O aumento do poderio militar dos Estados Unidos em terra, ar e mar no Oriente Médio indica que Washington e Israel estão se preparando para um possível confronto com o Irã. A avaliação é do brigadeiro-general libanês Malik Ayub, especialista militar ouvido pela Sputnik.
Segundo Ayub, o presidente norte-americano Donald Trump e o primeiro-ministro israelense Benjamin Netanyahu já definiram os próximos passos para lidar com o chamado "problema iraniano", o que pode incluir o início de uma ofensiva contra Teerã.
O especialista observa, no entanto, que as Forças Armadas dos EUA e de Israel já perderam o fator surpresa, pois a prontidão militar na região atingiu níveis críticos. "O nível de alerta em todos os escalões é alto e já alcançou a linha vermelha", afirma Ayub.
Ayub também critica a estratégia de Trump ao incentivar distúrbios internos no Irã, ressaltando que isso permitiu aos serviços de segurança iranianos desarticular centenas de redes pró-americanas em várias províncias do país.
Em relação a um possível confronto, o brigadeiro-general destaca que o Irã considera as bases americanas na região como território dos EUA, e não árabe. Ele cita a base de Harir, no Curdistão, como potencial alvo das Forças de Mobilização Popular.
Ayub avalia ainda que um conflito poderia ser uma "oportunidade de ouro" para o Hezbollah alterar o equilíbrio de forças, estabelecer novas regras de engajamento e aproveitar o embate Irã-Israel para libertar áreas estratégicas no sul do Líbano, fortalecendo sua posição tanto no cenário nacional quanto internacional.
Sobre a possível participação de Israel, o especialista alerta que seria um "grave erro", considerando o desempenho limitado do país em confrontos anteriores. "Se Israel se envolver, a guerra será devastadora e imprevisível", pontua.
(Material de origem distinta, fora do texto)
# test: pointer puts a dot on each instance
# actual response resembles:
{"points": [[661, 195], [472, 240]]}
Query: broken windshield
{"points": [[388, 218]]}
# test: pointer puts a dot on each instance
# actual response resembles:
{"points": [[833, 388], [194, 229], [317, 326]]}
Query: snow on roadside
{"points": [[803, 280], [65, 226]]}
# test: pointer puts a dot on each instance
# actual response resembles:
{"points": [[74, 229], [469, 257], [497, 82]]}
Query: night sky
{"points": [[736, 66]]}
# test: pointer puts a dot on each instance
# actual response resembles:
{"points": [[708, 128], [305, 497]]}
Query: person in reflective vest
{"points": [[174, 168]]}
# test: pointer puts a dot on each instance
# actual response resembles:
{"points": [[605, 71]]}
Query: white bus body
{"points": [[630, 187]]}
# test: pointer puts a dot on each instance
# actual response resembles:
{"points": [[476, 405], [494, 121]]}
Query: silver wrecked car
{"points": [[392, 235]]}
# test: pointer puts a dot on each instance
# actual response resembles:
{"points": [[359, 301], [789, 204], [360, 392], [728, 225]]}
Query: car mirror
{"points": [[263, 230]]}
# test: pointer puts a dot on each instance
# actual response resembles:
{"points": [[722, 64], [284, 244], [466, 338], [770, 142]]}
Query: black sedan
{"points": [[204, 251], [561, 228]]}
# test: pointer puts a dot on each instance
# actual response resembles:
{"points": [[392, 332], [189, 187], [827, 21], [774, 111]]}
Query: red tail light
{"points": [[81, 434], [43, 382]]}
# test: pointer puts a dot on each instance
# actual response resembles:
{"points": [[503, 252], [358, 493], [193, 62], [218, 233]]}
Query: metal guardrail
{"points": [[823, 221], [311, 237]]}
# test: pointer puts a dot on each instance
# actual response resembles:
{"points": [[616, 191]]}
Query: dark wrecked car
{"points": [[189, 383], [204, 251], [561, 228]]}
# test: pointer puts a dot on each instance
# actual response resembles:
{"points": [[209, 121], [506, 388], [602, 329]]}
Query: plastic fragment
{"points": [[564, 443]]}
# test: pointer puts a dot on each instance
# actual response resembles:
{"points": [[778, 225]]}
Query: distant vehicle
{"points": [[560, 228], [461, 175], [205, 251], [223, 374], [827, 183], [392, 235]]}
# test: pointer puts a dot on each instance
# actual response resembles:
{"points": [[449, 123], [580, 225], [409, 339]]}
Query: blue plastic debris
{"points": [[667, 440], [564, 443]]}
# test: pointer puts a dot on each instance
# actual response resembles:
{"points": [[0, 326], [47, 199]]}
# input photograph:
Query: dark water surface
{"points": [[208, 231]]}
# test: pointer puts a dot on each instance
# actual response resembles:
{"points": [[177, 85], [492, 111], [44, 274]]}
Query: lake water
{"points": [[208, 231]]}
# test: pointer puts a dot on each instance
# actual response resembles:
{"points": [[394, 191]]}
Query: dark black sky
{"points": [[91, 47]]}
O Irã, por sua vez, poderia atacar alvos israelenses para tentar pressionar os Estados Unidos, usando Israel como elemento estratégico no conflito.
Ayub ressalta ainda que o início de uma guerra não interessa aos países do Golfo, em especial à Arábia Saudita, já que tanto o petróleo árabe quanto o iraniano estariam ameaçados. "Se o Irã fechar o estreito de Ormuz, o mundo perderá 20% do petróleo árabe e 30% do comércio internacional", alerta.
"Se a situação se transformar em confronto, quem pode garantir a segurança da navegação no estreito de Ormuz?", questiona o especialista.
Segundo ele, a China seria a maior prejudicada caso o estreito fosse fechado. Por isso, Pequim tem fornecido ao Irã equipamentos avançados, como radares e sistemas de defesa antiaérea.
Na última segunda-feira (26), o presidente Donald Trump afirmou que a presença militar dos EUA próxima ao Irã já supera em escala a mobilização americana na costa da Venezuela. Trump declarou ainda que a situação com o Irã permanece volátil, mas não revelou detalhes sobre seus planos para a República Islâmica.